Immunohistochemical analyses were performed with specific antibody anti-ALY, (Figure 4), a strong nuclear signal for the ALY protein being detected in almost all the normal tissues, in contrast to the tissue differential THOC1 immunostaining.

Interestingly, ALY signal was shown to have an equal intensity in half of the tumor samples as in normal tissues (in 46 out of 94 tumors) (Figure 4A and Table 1). The intensity of the immunostaining with anti-ALY was reduced in colon, stomach, thyroid, testis and pancreas tumor samples with a cytoplasmic and lower signal than the control samples in almost 50% of the tumors analyzed (Figure 4B).

When we compare our ALY IHC array with those of the protein atlas IHC data (reports CAB016281 and HPA019799, which show close to 90% of coincidence), it becomes evident that whereas the Protein Atlas shows that ALY is highly expressed in normal tissues and in a wide range of tumors, in our study half of the tumors showed a lower overall signal and an additional cytoplasmic distribution (Figure 4A and Table 1).

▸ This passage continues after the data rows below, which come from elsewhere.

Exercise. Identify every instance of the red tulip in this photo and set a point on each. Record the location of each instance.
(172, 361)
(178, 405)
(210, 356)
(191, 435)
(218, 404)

A priori, the reduction of the ALY protein contrasts with the up-regulation of ALY mRNA observed after hybridization of the cDNA array (Figure 1). However, when the ALY protein signal was analyzed in the different tumors, it was clear that a significant reduction of ALY protein levels occurs only in the high-grade tumors (a weak or negative staining in 35% of low-grade tumors -20 out of 58- versus 72% -26 out of 36- in high-grade tumors) (Figure 4A and Table 1). This datum suggests that ALY protein levels are down-regulated in the most dedifferentiated phases of the tumor. The ALY protein atlas IHC data shows that only a small proportion of tumor samples (13-23%) had a lower signal than normal tissues and do not provide sufficient data to make conclusions on the relationship between ALY expression and tumor grade.

To gain further insight into the physiological relevance of this reduction, ALY expression was analyzed in different normal tissues with high cell proliferation rate or cells that differentiate into a wide variety of cell types. As is shown in Figure 5, a strong nuclear signal corresponding to the ALY protein was detected in cells of the trophoblast in a normal placenta, in the basal epithelium and lymphoid follicles of normal tonsil and in the germinal cells of testis. A positive signal was observed in dividing cells consistent with the high expression observed in the cDNA array.